The parallelization strategy described here is very similar to that of an MPP database. In contrast, search-based technologies would perform the final aggregation and the expensive geo-location lookup steps at a single node, as shown below, unable to exploit the scalability of the entire cluster. This creates a hotspot at the search head — the single node that does all the operations after the initial parallel step. The problem becomes more acute as the number of unique IP addresses increases, because of the sequential last steps.
We will now see the impact of X15 multi-level parallelism on the query scalability. But first, we will take a tour of Amdahl’s law; the law that governs the speedup achieved by a task, as we add more processing nodes.

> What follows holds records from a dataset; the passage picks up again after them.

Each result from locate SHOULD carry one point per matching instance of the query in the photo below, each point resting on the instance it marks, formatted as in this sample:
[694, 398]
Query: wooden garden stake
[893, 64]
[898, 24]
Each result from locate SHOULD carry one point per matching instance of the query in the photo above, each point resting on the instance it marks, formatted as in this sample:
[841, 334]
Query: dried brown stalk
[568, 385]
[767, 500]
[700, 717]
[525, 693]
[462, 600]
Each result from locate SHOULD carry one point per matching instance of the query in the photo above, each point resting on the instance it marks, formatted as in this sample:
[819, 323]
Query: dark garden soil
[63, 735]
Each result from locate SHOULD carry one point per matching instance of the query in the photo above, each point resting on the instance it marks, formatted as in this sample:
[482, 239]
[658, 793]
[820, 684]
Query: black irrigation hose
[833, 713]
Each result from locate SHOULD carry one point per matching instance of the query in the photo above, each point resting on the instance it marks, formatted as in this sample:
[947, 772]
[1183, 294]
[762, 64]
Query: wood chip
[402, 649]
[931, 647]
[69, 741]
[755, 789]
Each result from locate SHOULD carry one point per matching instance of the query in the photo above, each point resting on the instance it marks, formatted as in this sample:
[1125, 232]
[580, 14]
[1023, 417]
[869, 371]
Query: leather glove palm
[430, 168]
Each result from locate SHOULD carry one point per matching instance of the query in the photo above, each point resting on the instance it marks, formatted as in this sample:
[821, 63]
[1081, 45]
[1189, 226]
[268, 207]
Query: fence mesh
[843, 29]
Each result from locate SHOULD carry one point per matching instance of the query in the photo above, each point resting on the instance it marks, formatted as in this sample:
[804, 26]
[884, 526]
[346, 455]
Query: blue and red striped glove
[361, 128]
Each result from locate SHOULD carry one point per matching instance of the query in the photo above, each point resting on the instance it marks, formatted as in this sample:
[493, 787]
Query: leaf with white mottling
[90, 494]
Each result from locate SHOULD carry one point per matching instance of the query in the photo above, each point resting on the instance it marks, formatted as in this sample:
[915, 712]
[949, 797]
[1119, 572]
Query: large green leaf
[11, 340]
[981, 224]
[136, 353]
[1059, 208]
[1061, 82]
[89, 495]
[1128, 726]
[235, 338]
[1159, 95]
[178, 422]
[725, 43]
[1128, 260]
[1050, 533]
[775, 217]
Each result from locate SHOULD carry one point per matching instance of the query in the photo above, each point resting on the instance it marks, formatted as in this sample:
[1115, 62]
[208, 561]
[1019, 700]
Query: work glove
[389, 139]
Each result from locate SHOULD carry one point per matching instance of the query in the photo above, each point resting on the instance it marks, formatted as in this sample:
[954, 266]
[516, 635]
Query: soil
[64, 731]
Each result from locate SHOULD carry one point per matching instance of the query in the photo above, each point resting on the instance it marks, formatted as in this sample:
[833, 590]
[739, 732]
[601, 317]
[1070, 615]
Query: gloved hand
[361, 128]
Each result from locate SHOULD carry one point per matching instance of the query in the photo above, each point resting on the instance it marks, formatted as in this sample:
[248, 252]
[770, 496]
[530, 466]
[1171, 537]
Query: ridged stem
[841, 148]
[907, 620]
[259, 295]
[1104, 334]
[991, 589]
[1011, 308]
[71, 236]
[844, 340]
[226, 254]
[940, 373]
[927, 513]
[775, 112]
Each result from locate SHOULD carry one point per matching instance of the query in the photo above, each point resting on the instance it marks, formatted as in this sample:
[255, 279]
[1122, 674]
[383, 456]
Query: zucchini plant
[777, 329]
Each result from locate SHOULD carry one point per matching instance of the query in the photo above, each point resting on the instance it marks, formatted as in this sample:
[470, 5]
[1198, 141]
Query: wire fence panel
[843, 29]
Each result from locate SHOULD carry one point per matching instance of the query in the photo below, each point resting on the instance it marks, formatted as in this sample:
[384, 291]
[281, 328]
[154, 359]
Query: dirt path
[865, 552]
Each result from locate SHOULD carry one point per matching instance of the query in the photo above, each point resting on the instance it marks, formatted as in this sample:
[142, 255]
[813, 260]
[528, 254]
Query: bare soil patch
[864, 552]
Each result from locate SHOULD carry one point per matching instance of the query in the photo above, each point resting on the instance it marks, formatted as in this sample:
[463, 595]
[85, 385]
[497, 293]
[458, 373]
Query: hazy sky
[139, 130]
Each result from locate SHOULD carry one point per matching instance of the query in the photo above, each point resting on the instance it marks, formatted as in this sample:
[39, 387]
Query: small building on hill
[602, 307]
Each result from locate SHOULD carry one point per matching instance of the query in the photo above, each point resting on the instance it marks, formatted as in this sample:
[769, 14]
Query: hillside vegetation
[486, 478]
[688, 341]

Amdahl’s Law and its Speedup Consequence
Amdahl’s Law states that the maximum theoretical speedup (change in time to completion, as we add more processing resources) is determined by what fraction of the task is parallelizable. Specifically, as we add more processors, only that part of the task that can be parallelized gets faster. The sequential part of the task still takes as long, in spite of the number of processors in the system. The graph below shows the impact of this law on time to completion of a query as the parallel portion of the query changes. The blue line, for example, shows that if half of a task is parallelizable, then using two processors makes the task only 33% faster. Using three processors makes the task 50% faster than using a single processor. The best speed improvement to this task we can hope for is no more than 100% by using close to 16 processors or more.
Amdahl’s Law underscores the importance of making every part of a system as parallel as possible to achieve the best speedup as more processors are used. Since X15 parallelizes every step of the example query, the query shows true linear speedup as more nodes are added to the cluster. On the other hand, the architecture that utilizes a single search head for the final steps, moves closer to the blue line in the graph, showing very little improvement in query completion times as more nodes are added to the cluster.